Plans for Clydesdale Bank’s flotation have been officially submitted to the London stock market.
The Glasgow-based lender, along with its Yorkshire Bank brand, is to be spun off by its parent, National Australia Bank (NAB), next year.
The sell-off had been expected to take place before the end of this year, but NAB said earlier this month that the move will now happen in February, with institutional investors being offered 25 per cent of the shares.
Existing NAB shareholders will hold the remaining 75 per cent of the bank. They will receive one Clydesdale share for every four they hold in the Melbourne-based group.
In a filing with the London Stock Exchange, published today, Clydesdale said it will press ahead with its initial public offering (IPO) in London and Australia. It is expected to qualify for inclusion in London’s FTSE 250 Index. As at 30 September, the lender had 2.8 million retail and business customers, with more than £26.3 billion of customer deposits and a £28.8bn customer loan portfolio, of which £20.5bn is made up of mortgages.
Clydesdale chief executive David Duffy said: “We are in a good position as we move into this exciting new period as an independent bank. Much has been done to re-shape and strengthen the business; supporting our plans for growth by building a better bank for customers.
“We have a clear customer-focused strategy; delivering returns by supporting our customers.

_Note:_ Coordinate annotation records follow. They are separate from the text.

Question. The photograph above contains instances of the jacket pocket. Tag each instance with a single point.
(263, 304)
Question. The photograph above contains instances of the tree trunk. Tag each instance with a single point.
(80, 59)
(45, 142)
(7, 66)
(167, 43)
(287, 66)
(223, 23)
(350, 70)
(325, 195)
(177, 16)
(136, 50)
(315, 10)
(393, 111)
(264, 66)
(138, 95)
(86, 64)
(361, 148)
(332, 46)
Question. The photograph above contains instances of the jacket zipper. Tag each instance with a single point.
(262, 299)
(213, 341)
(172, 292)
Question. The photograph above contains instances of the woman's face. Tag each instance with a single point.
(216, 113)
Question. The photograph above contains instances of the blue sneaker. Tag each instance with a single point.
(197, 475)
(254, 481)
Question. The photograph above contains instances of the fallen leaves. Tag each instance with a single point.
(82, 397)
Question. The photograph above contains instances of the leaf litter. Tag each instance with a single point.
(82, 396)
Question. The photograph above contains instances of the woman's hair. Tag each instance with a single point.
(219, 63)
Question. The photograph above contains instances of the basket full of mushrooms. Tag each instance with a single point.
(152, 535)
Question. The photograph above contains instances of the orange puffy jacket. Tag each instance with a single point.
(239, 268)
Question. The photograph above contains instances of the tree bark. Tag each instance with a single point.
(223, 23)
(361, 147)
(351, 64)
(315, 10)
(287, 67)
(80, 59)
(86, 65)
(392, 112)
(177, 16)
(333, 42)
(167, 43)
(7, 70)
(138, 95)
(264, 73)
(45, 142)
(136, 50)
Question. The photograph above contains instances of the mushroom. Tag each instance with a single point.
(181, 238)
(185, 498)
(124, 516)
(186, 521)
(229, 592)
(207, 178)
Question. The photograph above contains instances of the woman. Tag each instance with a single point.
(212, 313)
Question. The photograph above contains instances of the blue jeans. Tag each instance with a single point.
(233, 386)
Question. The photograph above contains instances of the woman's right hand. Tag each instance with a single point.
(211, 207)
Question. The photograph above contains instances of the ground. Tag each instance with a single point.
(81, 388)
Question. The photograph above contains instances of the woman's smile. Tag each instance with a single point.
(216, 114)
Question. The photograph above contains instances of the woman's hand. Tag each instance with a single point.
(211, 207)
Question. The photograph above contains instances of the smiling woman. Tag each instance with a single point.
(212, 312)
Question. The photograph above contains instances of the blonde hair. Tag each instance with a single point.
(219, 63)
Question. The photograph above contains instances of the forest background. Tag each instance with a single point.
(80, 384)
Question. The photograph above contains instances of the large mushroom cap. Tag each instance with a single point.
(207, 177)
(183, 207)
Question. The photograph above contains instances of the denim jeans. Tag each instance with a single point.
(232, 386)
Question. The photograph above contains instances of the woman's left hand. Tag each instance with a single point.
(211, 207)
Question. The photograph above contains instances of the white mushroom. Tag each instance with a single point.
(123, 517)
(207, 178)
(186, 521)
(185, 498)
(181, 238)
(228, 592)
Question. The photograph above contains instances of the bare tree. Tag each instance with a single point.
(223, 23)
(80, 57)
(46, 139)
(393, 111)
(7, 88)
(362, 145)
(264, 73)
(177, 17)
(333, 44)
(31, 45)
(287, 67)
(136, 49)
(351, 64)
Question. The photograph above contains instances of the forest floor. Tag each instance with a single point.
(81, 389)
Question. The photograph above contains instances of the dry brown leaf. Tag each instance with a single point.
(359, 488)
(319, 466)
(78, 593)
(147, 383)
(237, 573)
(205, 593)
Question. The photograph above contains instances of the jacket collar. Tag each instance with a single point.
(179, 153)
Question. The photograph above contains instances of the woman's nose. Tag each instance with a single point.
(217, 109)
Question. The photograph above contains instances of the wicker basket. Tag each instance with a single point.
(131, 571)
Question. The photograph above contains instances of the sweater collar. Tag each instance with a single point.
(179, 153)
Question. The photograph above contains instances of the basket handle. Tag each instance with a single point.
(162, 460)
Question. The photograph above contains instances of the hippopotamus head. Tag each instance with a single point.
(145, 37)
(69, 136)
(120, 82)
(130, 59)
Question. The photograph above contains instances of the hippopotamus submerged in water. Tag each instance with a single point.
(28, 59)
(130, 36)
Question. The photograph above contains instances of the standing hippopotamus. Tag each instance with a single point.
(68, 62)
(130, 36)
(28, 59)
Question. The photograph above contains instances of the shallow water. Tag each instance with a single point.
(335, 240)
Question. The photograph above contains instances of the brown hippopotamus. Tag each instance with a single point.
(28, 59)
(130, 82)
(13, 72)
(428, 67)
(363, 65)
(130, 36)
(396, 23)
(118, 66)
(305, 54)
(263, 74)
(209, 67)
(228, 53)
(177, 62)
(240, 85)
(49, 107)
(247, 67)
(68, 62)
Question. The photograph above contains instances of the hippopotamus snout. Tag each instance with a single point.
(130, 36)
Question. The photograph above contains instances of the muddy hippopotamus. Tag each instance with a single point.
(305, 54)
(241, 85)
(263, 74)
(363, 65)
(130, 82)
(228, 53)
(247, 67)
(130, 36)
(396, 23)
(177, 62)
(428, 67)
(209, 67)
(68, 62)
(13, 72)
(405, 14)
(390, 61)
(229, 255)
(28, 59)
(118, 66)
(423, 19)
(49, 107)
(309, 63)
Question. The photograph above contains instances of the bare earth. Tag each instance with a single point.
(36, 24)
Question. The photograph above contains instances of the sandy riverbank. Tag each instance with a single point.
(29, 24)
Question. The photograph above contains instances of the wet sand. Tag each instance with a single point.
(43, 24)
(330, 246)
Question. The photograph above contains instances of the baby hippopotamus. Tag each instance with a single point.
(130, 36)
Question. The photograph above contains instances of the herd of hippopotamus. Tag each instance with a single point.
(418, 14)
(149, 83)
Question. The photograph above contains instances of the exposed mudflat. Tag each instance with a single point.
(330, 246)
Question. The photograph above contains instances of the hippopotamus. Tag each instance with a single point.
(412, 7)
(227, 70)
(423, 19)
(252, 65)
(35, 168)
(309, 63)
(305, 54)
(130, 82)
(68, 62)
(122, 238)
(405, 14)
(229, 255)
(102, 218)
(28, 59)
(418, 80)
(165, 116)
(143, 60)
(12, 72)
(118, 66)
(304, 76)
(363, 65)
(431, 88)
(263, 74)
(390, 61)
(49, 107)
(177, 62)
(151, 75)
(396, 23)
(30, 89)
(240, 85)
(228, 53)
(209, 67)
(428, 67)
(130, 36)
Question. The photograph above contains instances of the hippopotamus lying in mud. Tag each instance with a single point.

Employees across the business are committed to offering our customers the products and services they need, and delivering them in the way they want.”
The bank’s annual report, published last month, showed Duffy was awarded a £500,000 signing-on bonus when he joined the lender in June, giving him a total pay package of £1.35 million in his first few months in the job.
Chairman Jim Pettigrew added: “Over the past few years we have made significant efforts to strengthen not just our financial position, but our risk profile and our governance structures. We are now in a position to pursue our own strategic objectives, priorities and opportunities as a stand-alone business.”